Thomas claims (p 3) that the speed of innovation has stopped us from pausing and thinking hard about its effect on our lives. This is, I think, a generational difference. He is in his late twenties, the first of a generation that has never known the world without the internet. I am slightly (!) older than that, and so my generation had a choice to make as to whether to “get into” this internet thing or not. As far back as the mid 1990s my decision was that if this was something that people were going to get into, the church had better be there too – so for me there was a pausing and reflecting and a conscious decision. But I understand his point for those for whom the internet just is, but I doubt people agonise so much about whether they should read books, or use a phone to ring someone…
So, not surprisingly, I agree with his assertion (p 6) that the virtual world has added a new dimension to our lives and discipleship.
Much of Thomas’ focus on the internet is that of gaming and googling. Surprisingly there is not much focus on social media – by definition the more social parts of the internet revolution. He has concerns over exchanging “real life” for a “virtual world” and worries about that.

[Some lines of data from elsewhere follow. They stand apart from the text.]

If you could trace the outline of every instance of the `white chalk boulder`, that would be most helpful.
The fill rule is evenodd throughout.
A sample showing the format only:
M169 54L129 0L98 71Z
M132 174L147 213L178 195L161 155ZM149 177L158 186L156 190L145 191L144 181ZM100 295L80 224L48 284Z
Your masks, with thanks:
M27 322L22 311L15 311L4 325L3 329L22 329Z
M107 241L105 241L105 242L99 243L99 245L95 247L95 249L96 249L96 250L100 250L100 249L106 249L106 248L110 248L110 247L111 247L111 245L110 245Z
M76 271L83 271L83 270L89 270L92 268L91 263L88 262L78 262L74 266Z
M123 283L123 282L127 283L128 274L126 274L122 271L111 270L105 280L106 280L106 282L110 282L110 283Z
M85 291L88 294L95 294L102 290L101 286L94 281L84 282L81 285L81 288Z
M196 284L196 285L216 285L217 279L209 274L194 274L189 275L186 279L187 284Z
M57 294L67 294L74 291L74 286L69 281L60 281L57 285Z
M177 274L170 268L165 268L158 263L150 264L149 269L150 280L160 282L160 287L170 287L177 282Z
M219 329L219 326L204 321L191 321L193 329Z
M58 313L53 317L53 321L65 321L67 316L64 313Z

There seems to be no concept of the fact that the life encountered on line can be the only “real world” some can participate in, or the positives and life-enhancing opportunities the internet has brought for those of us for whom that is the case.
But what he does say (p35) is,
every connection holds within it a seed of holiness which is the potential to notice God who makes all connections possible
Amen to that!
He concludes the book with Psalm 139
139 You have looked deep
into my heart, Lord,
and you know all about me.
2 You know when I am resting
or when I am working,
and from heaven
you discover my thoughts.
3 You notice everything I do
and everywhere I go.
4 Before I even speak a word,
you know what I will say,
5 and with your powerful arm
you protect me
from every side.
6 I can’t understand all of this!
Such wonderful knowledge
is far above me.
7 Where could I go to escape
from your Spirit
or from your sight?
8 If I were to climb up
to the highest heavens,
you would be there.
If I were to dig down
to the world of the dead
you would also be there.
reminding us that the presence of God is in all creation – including all tech!
Has anyone else read the book? What did you think?